This claim comes from Jaroslav Haščák, co-founder of the Penta Group and one of the most powerful men in Slovak business. His words, caught in the infamous Gorilla recordings, shocked the public but also revealed something deeper. Behind the vulgar tone lies an uncomfortable truth about how elites see democracy — not as an ideal, but as a tool.
Politicians change, the shadow structures remain in power, a dream of every power-obsessed politician.
The illusion of choice
Modern democracy looks participatory on paper. People vote, politicians campaign, and parties compete. Yet beneath this surface, money decides everything. Media exposure costs millions. Campaigns require donors. Parties without oligarchic or corporate backing rarely survive. Voters may feel empowered, but they choose between options crafted by financial and political elites. The menu changes, the kitchen stays the same.
The intelligence gap
Haščák’s insult may sound brutal, but it touches on a real weakness of democracy — the ignorance of the average voter. Most citizens do not understand economics, law, or geopolitics. They vote emotionally, not rationally. Propaganda exploits that. Media simplify complex realities into good-versus-evil stories. Algorithms reinforce tribalism. The result is a system where the least informed decide the fate of all. That is not equality; that is chaos in disguise.
Helpless voters
Ordinary citizens are helpless. They shout, argue, and protest, yet nothing changes. They believe their voice matters, but it does not. The system absorbs their anger, digests it, and moves on. Politicians rotate, policies remain. Power never shifts — it only changes its color and logo. People may switch parties, but the puppeteers stay the same. The illusion of control keeps them calm while decisions are made elsewhere.
If voters were intelligent
If voters were truly intelligent, the world would look different. Banking dynasties, big business, and oligarchs would be expelled from politics. Lobbyists and corporate donors would lose influence overnight. Media monopolies would collapse under scrutiny. Political parties would rise from the people, not from boardrooms. Intelligent voters would demand real transparency and dismantle the networks of privilege that thrive on public ignorance. They would end the era of movers and shakers pulling strings behind closed doors.

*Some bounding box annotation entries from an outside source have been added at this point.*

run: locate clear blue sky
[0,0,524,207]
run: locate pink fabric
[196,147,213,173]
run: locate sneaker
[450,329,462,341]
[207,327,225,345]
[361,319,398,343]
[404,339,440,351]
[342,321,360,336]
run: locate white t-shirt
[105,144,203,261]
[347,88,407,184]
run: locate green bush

A good citizen would – if we are in the US environment – dig a grave for the beloved two party system.
They would establish a new agency for exposing shadow relationships inside the politics. Media would uncover each other whether one is under pressure of the super-rich.
Manufactured consent
Parties no longer represent ideas. They represent investors. Television, newspapers, and influencers shape perceptions through subtle manipulation. Scandals, polls, and slogans replace analysis. Voters react to feelings, not facts. In such an environment, elites can maintain control without open dictatorship. They create the illusion of choice, yet every option benefits them. As long as the public believes in the process, the system survives.
The democratic paradox
Democracy promises accountability but delivers inertia. It requires educated, informed, and rational citizens — yet produces the opposite. Politicians appeal to instincts, not intelligence. Complex reforms lose to populist slogans. Experts are ignored, thinkers mocked, and mediocrity rewarded. Every election restarts the cycle, confirming what Haščák cynically said: voters know nothing, and those who know manipulate them.
Between arrogance and reality
Haščák’s statement reveals arrogance, but also a diagnosis. Democracy as practiced today is structurally dependent on ignorance. The few who understand power have no interest in educating the many. Schools teach obedience, not judgment. Media entertain, not inform. As a result, society becomes governable only through deception. The oligarch laughs not because he hates democracy, but because he knows how easily it bends.
The path forward
If democracy is to survive, it must evolve. Transparency must replace manipulation. Education must foster critical thinking, not blind patriotism. Media must stop serving as propaganda machines. And voters must realize that democracy without understanding is just a ritual. Otherwise, Haščák’s words will remain accurate — not as an insult, but as a prophecy.